Beauty, Suffering, and Mortality


How about them who experience their daily being as burdensome and unbearable? Do they have their share in the beauty we are talking about? I claim that they do. To quote Marsilio Ficino, amor est desiderium pulchritudinis, love is the longing for beauty. Someone may have a life that seems devoid of both love and beauty, and I am afraid that there are plenty of such people. But life without longing, without hope or desire for something better, is unthinkable. Life that has no expectations, even if it were nothing more than getting drunk or waiting for the next meal, is inevitably going to its end. Hence beauty is present even in the struggle for survival, amidst hunger and violence.

One should not forget that many of the great masterworks of art are created at the time when famine and plague tortured mankind (e.g. the frescos of Michelangelo and the cantatas of Bach). This does not mean that outer hardships per se benefit artistic work, but that even the hardest times can not extinguish the human ability and urge to perceive and produce beauty. As a matter of fact, art is one of the most significant, creative and useful ways to cope with the darkest sides of human existence.

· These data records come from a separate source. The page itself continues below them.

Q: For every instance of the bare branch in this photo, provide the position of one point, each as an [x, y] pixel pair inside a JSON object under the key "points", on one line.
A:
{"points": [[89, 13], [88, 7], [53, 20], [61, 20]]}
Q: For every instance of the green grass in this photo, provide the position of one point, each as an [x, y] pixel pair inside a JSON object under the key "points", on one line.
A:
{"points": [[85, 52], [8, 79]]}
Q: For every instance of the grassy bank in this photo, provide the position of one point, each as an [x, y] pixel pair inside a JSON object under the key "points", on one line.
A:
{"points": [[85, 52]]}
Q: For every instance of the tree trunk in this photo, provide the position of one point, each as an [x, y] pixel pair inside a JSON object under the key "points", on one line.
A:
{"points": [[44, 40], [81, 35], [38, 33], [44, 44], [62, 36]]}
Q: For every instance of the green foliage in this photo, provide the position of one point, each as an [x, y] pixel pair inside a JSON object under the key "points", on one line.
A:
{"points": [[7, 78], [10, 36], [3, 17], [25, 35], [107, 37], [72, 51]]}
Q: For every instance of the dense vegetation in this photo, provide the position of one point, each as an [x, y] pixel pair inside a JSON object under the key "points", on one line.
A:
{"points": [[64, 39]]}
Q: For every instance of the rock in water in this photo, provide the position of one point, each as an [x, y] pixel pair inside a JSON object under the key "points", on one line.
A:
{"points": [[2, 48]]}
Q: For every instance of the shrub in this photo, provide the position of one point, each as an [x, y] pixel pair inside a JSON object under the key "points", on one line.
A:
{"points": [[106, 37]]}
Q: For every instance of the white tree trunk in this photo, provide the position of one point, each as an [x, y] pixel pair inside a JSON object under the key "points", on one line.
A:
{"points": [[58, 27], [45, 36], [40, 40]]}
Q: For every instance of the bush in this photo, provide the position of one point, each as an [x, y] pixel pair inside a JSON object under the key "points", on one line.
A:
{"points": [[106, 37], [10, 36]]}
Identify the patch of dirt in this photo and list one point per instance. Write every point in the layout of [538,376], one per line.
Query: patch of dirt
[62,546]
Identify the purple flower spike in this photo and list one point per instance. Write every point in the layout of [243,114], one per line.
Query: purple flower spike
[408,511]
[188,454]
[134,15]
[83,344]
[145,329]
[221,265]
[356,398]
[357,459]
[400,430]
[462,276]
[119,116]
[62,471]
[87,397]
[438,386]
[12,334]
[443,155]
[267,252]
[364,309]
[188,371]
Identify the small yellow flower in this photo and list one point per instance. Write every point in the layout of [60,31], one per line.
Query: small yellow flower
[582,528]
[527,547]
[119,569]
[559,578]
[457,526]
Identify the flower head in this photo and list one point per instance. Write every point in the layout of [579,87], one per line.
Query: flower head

 To see the beauty of life does not mean that our life should have a happy ending. As far as we know, human life is always a tragedy. We all die in the end. Beauty is something that mortal beings are aware of. We may suppose or believe that there are immortal beings (God, angels) who can appreciate beauty, even better than we. However, our idea of beauty is not of a supernatural origin, even if we believe that God is the source of all beauty. We do not know how does an immortal or all-knowing Being apprehend beauty, but about how humans experience beauty we have ample evidence and personal knowledge. For us, there is no other beauty than the transient and mortal one. Faith means here the necessary perspective for us to see this.